The struggle to foster a self-respecting citizenry, says Chirikova, could last a lifetime.

She and others were confident that only a giant shift in people's attitudes – and, through it, of the country's political culture – would create a democratic and prosperous Russia. "The change of political regime is possible only through the change in people's mentality," said one activist. "The key is not to be afraid," another leader told me.

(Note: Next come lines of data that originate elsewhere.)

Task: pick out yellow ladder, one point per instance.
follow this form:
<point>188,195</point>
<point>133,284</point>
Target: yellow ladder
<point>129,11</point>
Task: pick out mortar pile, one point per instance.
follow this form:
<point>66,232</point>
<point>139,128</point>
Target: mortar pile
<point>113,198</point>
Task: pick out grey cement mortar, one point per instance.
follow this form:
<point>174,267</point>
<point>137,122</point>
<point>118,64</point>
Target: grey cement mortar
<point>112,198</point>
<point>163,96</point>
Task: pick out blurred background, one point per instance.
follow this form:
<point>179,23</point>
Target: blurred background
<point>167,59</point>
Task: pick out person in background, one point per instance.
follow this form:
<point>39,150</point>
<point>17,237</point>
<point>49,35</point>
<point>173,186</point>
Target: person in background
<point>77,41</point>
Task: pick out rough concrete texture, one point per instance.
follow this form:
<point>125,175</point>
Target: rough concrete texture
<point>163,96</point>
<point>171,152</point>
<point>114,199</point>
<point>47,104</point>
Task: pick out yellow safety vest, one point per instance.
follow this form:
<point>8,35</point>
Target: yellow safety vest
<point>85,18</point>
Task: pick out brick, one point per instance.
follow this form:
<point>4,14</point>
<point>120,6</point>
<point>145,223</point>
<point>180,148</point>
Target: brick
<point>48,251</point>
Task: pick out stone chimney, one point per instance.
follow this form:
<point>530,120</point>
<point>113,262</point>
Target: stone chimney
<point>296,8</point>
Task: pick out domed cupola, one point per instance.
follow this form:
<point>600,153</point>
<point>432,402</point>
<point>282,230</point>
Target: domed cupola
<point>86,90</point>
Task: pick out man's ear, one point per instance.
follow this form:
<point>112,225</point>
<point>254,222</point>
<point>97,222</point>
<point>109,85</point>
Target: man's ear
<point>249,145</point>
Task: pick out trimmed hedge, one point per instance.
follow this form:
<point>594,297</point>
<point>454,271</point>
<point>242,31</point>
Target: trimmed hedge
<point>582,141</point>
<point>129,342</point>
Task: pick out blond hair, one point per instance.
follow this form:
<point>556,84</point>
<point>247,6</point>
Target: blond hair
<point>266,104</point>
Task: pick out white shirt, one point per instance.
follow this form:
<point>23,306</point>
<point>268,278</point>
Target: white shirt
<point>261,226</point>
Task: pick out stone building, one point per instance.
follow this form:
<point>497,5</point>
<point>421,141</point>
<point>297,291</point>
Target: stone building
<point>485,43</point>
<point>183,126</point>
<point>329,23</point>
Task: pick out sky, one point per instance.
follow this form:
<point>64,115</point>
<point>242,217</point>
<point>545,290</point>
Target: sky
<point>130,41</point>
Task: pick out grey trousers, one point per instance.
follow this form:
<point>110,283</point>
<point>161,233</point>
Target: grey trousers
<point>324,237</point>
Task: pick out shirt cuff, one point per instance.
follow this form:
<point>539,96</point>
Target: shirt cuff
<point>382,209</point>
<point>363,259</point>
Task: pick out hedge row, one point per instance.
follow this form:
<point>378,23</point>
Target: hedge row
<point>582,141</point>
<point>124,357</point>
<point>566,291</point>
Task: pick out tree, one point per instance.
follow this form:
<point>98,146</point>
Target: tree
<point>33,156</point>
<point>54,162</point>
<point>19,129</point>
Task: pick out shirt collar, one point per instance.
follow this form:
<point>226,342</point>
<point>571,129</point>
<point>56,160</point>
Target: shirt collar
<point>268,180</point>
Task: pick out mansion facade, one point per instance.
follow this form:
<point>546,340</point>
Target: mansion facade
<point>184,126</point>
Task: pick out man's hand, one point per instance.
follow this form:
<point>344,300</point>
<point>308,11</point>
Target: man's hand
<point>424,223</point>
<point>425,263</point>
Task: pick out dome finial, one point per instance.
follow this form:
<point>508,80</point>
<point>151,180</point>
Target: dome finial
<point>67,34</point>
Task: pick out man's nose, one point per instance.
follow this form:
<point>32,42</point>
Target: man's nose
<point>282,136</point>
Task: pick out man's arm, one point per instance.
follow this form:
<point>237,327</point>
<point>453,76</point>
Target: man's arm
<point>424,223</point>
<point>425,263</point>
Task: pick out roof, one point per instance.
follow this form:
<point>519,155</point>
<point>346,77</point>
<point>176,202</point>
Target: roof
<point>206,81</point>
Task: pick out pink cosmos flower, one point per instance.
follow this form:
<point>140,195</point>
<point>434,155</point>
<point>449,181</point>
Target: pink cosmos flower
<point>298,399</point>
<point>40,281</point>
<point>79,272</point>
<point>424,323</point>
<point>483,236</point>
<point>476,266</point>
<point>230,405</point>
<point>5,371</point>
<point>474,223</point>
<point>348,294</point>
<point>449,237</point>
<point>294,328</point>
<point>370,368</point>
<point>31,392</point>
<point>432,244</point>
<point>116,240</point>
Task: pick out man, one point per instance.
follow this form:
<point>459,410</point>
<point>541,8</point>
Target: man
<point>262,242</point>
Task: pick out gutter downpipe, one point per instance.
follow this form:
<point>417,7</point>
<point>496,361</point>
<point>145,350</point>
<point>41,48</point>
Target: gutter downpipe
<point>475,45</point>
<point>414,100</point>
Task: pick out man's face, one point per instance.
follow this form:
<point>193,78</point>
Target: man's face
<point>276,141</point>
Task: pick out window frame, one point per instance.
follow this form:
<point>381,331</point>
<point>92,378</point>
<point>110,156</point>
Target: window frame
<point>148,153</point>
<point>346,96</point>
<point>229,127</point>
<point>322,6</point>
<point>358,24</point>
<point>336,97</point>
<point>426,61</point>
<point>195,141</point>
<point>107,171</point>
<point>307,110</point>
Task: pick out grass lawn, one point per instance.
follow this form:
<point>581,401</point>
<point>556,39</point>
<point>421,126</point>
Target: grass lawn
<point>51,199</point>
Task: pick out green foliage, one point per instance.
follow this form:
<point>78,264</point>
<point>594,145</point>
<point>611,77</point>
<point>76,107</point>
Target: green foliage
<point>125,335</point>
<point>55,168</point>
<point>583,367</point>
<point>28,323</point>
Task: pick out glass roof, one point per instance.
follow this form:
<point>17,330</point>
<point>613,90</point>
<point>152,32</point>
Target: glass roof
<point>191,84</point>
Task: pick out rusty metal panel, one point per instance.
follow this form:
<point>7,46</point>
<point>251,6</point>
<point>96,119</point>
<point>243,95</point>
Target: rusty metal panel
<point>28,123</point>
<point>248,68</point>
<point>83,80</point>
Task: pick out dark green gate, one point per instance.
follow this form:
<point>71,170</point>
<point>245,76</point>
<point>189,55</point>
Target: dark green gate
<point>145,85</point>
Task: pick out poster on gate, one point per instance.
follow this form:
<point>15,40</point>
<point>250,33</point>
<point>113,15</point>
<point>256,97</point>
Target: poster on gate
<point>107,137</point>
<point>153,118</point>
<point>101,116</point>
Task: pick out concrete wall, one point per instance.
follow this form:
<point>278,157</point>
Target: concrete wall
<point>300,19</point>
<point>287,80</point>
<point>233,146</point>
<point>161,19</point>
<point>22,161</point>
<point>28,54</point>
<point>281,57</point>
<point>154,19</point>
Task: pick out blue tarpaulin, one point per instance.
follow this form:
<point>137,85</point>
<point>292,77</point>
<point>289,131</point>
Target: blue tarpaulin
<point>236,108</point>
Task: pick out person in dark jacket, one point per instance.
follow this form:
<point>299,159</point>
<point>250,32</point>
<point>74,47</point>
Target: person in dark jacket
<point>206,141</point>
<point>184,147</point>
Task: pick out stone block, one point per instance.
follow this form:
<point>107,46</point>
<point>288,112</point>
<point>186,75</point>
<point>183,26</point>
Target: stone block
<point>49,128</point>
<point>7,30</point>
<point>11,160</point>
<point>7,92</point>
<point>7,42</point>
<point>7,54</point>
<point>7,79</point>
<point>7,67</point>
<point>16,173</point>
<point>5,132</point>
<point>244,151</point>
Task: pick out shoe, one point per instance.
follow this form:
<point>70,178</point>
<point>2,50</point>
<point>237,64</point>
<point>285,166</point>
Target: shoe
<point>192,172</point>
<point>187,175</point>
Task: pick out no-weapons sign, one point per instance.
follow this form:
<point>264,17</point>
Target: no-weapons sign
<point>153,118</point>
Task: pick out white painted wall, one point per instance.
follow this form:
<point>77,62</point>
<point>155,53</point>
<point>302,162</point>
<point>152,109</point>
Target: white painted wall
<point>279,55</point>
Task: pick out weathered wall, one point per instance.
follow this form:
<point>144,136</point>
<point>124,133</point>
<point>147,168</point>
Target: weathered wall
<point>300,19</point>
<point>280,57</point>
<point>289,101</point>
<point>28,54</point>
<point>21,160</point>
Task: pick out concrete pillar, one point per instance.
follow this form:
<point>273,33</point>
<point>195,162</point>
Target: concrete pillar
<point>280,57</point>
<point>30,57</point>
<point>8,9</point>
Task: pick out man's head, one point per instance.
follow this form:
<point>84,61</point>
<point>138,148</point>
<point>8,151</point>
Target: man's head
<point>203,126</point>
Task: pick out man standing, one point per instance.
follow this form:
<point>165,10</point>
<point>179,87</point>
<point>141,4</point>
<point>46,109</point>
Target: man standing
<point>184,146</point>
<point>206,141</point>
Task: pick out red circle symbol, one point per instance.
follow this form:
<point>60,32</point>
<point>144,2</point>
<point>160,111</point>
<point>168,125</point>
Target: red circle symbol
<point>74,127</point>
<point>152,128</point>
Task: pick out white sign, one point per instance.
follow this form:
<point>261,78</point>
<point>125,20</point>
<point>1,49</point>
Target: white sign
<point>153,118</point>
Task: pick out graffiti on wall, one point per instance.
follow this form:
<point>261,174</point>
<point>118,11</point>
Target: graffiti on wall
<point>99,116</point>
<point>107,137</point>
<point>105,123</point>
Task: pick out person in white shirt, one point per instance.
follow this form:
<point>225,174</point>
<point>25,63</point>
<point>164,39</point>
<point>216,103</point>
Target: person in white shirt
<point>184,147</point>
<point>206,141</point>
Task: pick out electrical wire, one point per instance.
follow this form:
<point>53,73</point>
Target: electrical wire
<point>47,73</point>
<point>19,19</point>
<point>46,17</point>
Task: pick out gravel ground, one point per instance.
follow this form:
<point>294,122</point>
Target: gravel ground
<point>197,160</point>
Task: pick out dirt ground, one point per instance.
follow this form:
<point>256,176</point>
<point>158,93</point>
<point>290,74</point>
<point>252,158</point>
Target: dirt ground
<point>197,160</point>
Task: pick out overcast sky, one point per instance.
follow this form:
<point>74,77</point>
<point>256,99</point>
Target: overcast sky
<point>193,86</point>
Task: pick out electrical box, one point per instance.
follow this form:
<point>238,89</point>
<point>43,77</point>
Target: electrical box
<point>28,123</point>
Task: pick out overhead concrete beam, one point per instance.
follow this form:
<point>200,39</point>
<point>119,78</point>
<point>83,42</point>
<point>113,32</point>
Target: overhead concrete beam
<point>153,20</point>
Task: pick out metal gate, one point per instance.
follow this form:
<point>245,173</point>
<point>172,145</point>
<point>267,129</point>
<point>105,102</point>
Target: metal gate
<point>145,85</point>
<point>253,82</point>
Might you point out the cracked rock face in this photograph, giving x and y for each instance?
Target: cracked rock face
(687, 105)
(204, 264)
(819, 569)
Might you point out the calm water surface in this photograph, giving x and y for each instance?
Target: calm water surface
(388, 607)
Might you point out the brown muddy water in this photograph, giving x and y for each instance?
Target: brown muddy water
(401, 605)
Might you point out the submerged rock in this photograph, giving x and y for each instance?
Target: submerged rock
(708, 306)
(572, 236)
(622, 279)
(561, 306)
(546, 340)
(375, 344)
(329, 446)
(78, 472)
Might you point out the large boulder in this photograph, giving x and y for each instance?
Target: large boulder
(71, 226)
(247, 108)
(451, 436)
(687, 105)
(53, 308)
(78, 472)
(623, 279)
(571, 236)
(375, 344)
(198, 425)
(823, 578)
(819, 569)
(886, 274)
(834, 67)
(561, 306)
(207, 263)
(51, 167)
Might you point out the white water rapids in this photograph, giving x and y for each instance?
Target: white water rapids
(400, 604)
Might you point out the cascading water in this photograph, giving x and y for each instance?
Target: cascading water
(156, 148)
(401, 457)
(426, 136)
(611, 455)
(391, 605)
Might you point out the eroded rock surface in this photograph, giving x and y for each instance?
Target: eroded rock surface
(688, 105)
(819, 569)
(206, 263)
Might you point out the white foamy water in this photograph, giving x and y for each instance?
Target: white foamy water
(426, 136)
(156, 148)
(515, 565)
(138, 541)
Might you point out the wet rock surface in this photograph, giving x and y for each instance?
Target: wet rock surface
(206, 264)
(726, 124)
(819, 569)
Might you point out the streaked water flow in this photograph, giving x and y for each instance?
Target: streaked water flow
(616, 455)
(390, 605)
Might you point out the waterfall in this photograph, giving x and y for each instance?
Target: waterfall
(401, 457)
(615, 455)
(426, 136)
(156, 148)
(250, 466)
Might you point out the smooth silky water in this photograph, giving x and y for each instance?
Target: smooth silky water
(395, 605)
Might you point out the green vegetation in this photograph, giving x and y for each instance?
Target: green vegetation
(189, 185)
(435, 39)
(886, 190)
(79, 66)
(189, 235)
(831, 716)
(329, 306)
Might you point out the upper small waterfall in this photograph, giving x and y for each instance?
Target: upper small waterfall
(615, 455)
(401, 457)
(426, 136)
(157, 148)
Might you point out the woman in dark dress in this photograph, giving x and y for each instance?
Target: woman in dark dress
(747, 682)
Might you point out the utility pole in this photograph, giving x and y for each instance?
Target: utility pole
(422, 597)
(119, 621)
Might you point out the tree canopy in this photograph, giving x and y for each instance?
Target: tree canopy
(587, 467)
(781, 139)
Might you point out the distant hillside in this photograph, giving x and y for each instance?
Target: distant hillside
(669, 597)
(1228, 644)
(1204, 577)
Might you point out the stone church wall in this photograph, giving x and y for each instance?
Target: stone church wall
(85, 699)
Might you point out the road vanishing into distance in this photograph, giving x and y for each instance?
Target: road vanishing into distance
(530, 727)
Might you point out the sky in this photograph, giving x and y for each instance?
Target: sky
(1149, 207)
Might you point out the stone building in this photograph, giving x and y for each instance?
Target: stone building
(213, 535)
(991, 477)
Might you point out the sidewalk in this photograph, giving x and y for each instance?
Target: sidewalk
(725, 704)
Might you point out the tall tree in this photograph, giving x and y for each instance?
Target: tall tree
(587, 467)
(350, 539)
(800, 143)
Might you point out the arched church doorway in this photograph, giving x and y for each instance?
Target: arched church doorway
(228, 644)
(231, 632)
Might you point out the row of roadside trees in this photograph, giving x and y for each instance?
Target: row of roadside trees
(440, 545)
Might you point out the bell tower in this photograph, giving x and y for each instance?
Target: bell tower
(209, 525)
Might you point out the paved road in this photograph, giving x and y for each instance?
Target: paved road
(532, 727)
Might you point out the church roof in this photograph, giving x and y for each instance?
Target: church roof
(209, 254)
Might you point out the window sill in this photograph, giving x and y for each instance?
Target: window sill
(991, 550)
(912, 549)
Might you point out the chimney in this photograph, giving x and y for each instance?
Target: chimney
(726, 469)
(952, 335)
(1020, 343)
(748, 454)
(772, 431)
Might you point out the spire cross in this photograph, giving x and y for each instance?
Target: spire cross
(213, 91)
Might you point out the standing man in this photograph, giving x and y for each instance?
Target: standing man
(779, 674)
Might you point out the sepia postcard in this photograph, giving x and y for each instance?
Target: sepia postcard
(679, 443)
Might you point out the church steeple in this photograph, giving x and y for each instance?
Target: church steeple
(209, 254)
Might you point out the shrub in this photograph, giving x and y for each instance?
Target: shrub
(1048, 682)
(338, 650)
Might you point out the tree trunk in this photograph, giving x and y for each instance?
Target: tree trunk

"Many [like-minded people] gathered in one place can change a great deal," added another respondent. "If people begin to self-organize, we won't need any revolutions. This will be the most peaceful revolution of all: People will simply stop submitting and begin to demand." That is a remarkable assertion for a nation with a long tradition of "great ruptures" midwifed through violent upheavals.

It is clear that we are present at the birth of something new in Russian political tradition, at least since its evolution was interrupted by the 1917 Bolshevik Revolution. No historical parallel is perfect, but it is hard not to hear echoes of the civil rights movement in the United States.

Like its US counterpart more than half a century ago, these grass-roots movements' ultimate goal is dignity and equality before the law. And just like the leaders of the civil rights movement, Russia's activists seek to effect vast political and social change by personal and deeply moral effort fueled from within. Both reject violence in principle. Both establish no time limits to the achievement of their goals, displaying quiet but unyielding determination and patience to persevere as long as necessary.

Coinciding with the cracks in the icy carapace of autocratic and corrupt Putinism, the citizenship ethos spread by these and other grass-roots movements throughout Russia could provide the moral foundation for Russia's second breakthrough into democratic modernity in the past 20 years.

Leon Aron is resident scholar and director of Russian studies at the American Enterprise Institute. His book, "Roads to the Temple: Truth, Memory, Ideas, and Ideals in the Making of the Russian Revolution, 1987-1991," will be published by Yale University Press in June.